Conclusion: A Convenient Scapegoat?

With an ageing population and a brain drain, coupled with rampant inflation, Portugal faces significant challenges. Digital nomads, attracted to the country by enticing visa schemes and false promises, find themselves becoming easy targets for blame. Yet, is it reasonable to attribute such deep-rooted problems to a mere 16,000 individuals? It seems that Portugal, like much of Europe and the West, is grappling with larger global issues that cannot be resolved merely by addressing the symptoms. The digital nomads may be an easy target, but they are far from the root cause of Portugal’s economic and social woes.

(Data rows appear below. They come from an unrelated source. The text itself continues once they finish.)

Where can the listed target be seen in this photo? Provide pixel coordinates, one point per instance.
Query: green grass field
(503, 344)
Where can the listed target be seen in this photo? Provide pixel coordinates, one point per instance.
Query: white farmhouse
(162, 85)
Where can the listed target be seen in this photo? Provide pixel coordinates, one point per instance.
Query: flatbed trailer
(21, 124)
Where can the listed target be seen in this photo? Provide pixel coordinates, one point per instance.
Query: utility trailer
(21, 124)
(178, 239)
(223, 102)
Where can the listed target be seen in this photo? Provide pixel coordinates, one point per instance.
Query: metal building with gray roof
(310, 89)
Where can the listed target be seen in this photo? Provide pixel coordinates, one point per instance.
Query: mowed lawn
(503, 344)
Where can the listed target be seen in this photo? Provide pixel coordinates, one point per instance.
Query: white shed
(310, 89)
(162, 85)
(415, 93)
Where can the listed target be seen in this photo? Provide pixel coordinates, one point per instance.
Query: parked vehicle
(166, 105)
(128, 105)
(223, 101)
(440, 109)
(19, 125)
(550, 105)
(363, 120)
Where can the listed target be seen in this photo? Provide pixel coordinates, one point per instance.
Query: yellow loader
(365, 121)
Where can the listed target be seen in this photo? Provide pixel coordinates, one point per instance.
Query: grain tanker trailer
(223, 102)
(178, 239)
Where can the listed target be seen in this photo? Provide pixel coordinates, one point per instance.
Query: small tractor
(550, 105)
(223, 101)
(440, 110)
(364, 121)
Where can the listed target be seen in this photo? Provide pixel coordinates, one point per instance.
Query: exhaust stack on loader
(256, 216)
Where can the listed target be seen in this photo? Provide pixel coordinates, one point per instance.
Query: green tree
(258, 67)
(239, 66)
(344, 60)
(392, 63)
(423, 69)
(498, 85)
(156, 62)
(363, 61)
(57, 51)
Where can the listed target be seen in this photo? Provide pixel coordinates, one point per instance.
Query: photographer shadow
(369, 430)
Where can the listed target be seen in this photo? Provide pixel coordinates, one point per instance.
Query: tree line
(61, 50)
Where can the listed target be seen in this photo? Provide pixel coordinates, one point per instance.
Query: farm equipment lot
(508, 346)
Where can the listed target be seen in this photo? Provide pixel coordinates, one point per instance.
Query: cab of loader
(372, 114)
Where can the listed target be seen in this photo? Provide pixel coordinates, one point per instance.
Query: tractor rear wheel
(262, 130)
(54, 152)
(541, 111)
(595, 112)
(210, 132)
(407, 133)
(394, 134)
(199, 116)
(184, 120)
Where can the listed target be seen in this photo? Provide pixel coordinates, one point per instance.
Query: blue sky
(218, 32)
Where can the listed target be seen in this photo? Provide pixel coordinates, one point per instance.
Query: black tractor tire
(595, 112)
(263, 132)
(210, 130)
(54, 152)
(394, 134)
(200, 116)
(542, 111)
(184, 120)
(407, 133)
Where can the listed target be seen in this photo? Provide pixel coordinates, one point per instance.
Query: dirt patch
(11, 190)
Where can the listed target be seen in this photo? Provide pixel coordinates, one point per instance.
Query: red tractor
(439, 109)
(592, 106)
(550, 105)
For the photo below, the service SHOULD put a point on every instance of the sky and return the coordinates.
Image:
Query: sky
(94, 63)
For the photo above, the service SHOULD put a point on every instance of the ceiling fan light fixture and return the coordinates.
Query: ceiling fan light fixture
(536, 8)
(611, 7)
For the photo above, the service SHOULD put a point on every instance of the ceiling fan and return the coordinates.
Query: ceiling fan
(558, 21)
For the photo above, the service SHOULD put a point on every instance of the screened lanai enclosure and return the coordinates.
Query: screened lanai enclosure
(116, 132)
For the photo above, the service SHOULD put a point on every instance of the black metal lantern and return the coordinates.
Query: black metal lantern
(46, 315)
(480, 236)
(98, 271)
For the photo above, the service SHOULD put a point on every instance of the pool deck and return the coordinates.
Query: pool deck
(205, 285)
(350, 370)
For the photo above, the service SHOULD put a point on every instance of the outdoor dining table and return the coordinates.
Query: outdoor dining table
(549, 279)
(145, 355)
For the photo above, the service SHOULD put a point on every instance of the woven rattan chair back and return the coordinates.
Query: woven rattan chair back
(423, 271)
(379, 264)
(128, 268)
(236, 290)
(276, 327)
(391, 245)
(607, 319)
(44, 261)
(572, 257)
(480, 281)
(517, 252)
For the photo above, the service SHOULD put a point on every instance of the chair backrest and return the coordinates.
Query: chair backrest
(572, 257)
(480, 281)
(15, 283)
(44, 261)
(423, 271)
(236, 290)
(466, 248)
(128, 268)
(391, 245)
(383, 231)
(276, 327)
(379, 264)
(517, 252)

The narrative that the blame for Portugal’s economic woes falls on a mere 16,000 digital nomads in Lisbon appears to be oversimplifying a complex problem. While it’s important to consider the impacts of digital nomadism, it’s equally crucial to address the root causes of Portugal’s economic struggles, which lie far deeper than an influx of foreign workers.

It’s time to shift away from an us-versus-them narrative and move towards an inclusive approach that embraces the globalized world’s realities. Only then can Portugal, and countries facing similar issues, hope to achieve a sustainable solution.